Barclays is also exploring the role of AI in supporting its broader strategic initiatives, including sustainability and small-business growth.[14] In late 2025, the bank announced a collaboration with the technology firm ExpectAI to trial an AI-driven platform for small and medium-sized enterprises.[14][15] This platform uses AI to create digital twins of businesses, providing them with tailored energy-efficiency recommendations and adaptive carbon profiles.[15][14] By integrating these high-tech advisory services into its corporate banking offering, Barclays is attempting to deepen its relationships with clients while positioning itself as a leader in the transition to a low-carbon economy. This indicates that the bank’s AI bet is not solely about internal cost-cutting but also about creating new, data-driven revenue streams and competitive advantages.
The financial markets have reacted with a mix of optimism and caution to the bank's upgraded targets.[2][11] While the 9.1 billion pound profit exceeded most analyst forecasts and the announcement of 1 billion pounds in share buybacks was welcomed, some investors remain skeptical about the bank’s ability to grow revenue in its US consumer business amidst fierce competition. The dividend for 2025 was set at 5.6 pence per share, contributing to a total capital distribution of 3.7 billion pounds for the year.[7][5] This aggressive return of capital to shareholders is only possible because of the bank's strong capital position, with a common equity tier 1 ratio of 14.3 percent.
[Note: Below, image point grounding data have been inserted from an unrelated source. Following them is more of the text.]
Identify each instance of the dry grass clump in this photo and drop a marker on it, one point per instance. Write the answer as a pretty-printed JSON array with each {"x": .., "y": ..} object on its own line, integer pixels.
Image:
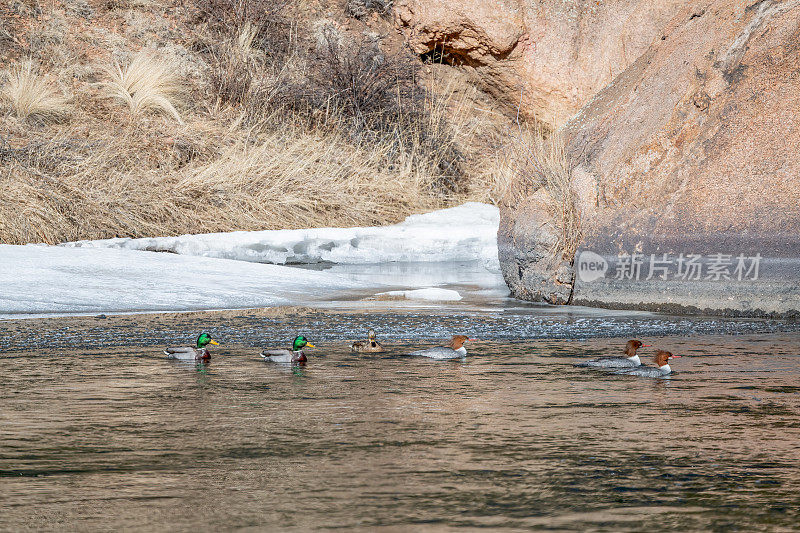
[
  {"x": 145, "y": 84},
  {"x": 537, "y": 160},
  {"x": 101, "y": 191},
  {"x": 288, "y": 128},
  {"x": 31, "y": 96}
]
This financial cushion provides the resources necessary to fund the massive upfront investments required for the AI rollout while still rewarding investors for their patience during the restructuring process.
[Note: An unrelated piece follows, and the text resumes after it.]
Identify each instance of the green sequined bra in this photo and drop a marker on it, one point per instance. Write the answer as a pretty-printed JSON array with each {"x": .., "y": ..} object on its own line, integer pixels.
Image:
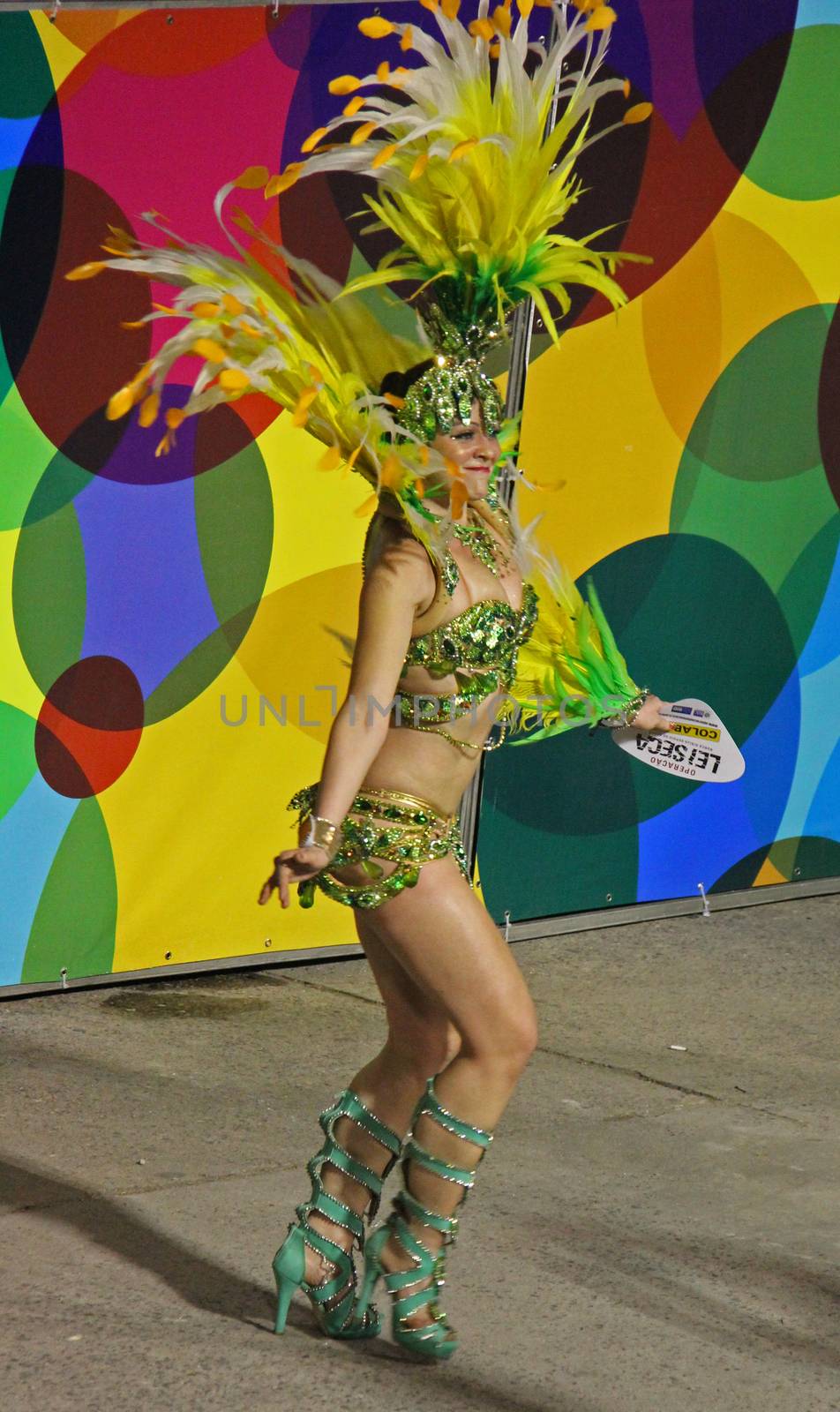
[{"x": 479, "y": 647}]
From a broader industry perspective, Barclays’ strategy represents a significant milestone in the evolution of global banking. For years, major financial institutions have treated AI as a laboratory experiment or a niche tool for fraud detection. Barclays is among the first of the major European lenders to move AI into the very core of its financial reporting and multi-year guidance. By tying its 2028 profit targets directly to the successful deployment of AI, the bank is setting a precedent that its peers will likely feel pressured to follow. This shift marks the end of a period of post-crisis retrenchment and the beginning of a new era defined by technological competition, where the most successful banks will be those that can most effectively convert AI capabilities into measurable margin expansion.
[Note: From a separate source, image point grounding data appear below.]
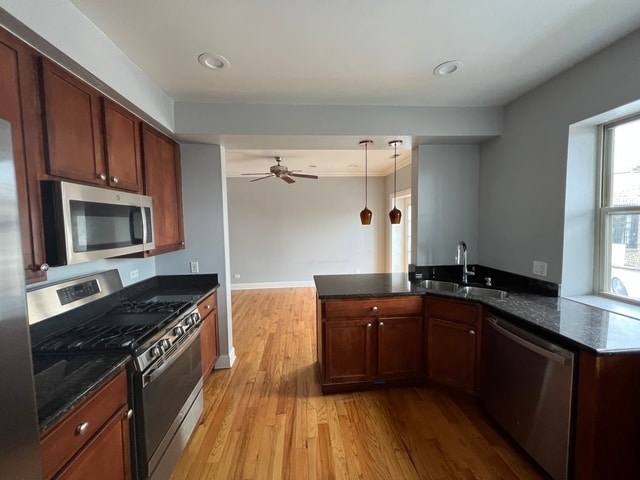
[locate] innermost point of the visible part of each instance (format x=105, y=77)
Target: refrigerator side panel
x=19, y=438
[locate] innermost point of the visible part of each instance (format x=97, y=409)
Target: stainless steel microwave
x=83, y=223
The conclusion of the 2025 financial year marks a turning point for Barclays as it moves from a phase of stabilization to one of accelerated ambition. The combination of record profits, higher return targets, and a massive commitment to AI suggests that the bank is betting its entire future on the promise of the digital revolution. If the bank can successfully navigate the technical and human challenges of this transition, it could emerge as a much leaner, more profitable, and more agile institution. For the AI industry, the success or failure of Barclays’ strategy will serve as a high-stakes case study in whether generative AI can truly deliver on its promise to transform the operational foundations of the world’s most complex and highly regulated businesses. Over the next three years, the industry will be watching closely to see if the bank’s technological bets translate into the sustained, double-digit returns promised to its shareholders.